Wednesday, August 24, 2011

The Scale of the Whale

Each year off the coast of southwest Victoria, a natural event known as the Bonney Upwelling occurs in which changes in wind and ocean currents draw in a feast of krill attracted by their primary food source, phytoplankton. In turn, the tiny krill attract the magnificent and mammoth blue whale, and, if you are lucky enough, you can catch a glimpse as they feed tens-of-kilometers off-shore.

It is fair to say that a great many of us who live comfortably on dry land rarely experience the opportunity to see the awesome sight of a blue whale, let alone up close - however, if you happen to be wandering around Launceston during the Junction Arts Festival, I guarantee that will change.

First created as part of the Portland Upwelling Festival in 2009, Mark Cuthbertson’s inflatable whale has now migrated to Launceston to the delight of anyone who should encounter her. I must admit, this full-sized whale is hard to miss; at 27 meters in length, Cuthbertson’s whale appears to swim on the spot as it sits in Launceston's Prince’s Square. The whale’s tail, towering high above, rises and falls as if propelling itself through an invisible ocean, its eye curiously peering back at those looking up at it. Crafted from parachute material and beautifully finished, the darkened flesh subtly draws breath as the discrete air-pump nearby keeps the scale of this majestic creature true.

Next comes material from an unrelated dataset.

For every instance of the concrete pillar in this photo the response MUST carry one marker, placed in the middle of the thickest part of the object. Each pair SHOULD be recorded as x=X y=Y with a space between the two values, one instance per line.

Not only existing as a work of art, a project of this execution and accuracy simply begs to attract the curious of all ages. As I sat nearby and observed, children were playfully interacting with the blue whale while the Mums and Dads dutifully attempted to keep at least one eye on their children, while the other inevitably scanned the length, breadth and height of the whale - no doubt lost in their own awe of the fact that the average blue whale really is that big.

The easily transportable properties of the inflatable whale (I was assured that it fits inside a modest bag) will see it travel to four locations around the city during the Junction Festival, all of which, I am sure will add new points of reference in which to appreciate the size and beauty of this magnificent creature.